He added: “The enemy announced a major counterattack, but did not achieve anything anywhere.”

The session mostly dealt with Ukraine and domestic issues, but some international topics were addressed:

Putin said he wanted to reach an agreement with Washington to release them American journalist Evan Gershkovitch And American businessman Paul Whelan, Both are being held in Russia on espionage-related charges. “We do not refuse to return them,” Putin said, but added that reaching an agreement that satisfies Moscow “is not easy.”

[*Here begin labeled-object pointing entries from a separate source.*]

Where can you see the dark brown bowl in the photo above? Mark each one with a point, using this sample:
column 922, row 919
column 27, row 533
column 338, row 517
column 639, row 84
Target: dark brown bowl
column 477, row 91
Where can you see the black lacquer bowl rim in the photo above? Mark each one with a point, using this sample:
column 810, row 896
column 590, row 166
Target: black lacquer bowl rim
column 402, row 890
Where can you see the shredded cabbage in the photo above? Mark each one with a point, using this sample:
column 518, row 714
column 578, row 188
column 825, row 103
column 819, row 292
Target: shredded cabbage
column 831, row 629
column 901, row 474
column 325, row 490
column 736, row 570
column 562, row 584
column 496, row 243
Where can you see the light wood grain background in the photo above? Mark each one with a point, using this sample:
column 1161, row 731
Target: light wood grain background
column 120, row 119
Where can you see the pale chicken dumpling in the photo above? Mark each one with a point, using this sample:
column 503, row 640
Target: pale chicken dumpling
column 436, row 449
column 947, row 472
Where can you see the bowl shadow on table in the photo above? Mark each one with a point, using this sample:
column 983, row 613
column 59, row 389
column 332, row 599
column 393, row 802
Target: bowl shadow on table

Russian President Vladimir Putin arrives for his annual news conference in Moscow, Russia, Thursday, December 14, 2023. (Alexander Kazakov, Sputnik, Kremlin Complex Image via AP)

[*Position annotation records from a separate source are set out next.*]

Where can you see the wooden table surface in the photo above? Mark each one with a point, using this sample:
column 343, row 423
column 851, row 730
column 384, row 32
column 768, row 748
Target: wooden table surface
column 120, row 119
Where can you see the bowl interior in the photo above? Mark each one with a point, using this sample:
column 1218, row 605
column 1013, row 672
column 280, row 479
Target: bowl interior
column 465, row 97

He expressed his regret for the killing of thousands of civilians in central Gaza The Israeli-Hamas warQuoting United Nations Secretary-General António Guterres, who described it as a “cemetery for children.” He urged greater humanitarian aid, adding that Russia had proposed establishing a field hospital in Gaza near the border with Egypt, but Israel responded that that would be unsafe.

When asked what he would have told himself from today’s perspective when he began his first term in 2000, Putin said he would have warned against “naivety and overconfidence regarding our so-called partners” in the West.

The 71-year-old leader appeared calm and relaxed during questions, although he often grumbled, blaming the air conditioning.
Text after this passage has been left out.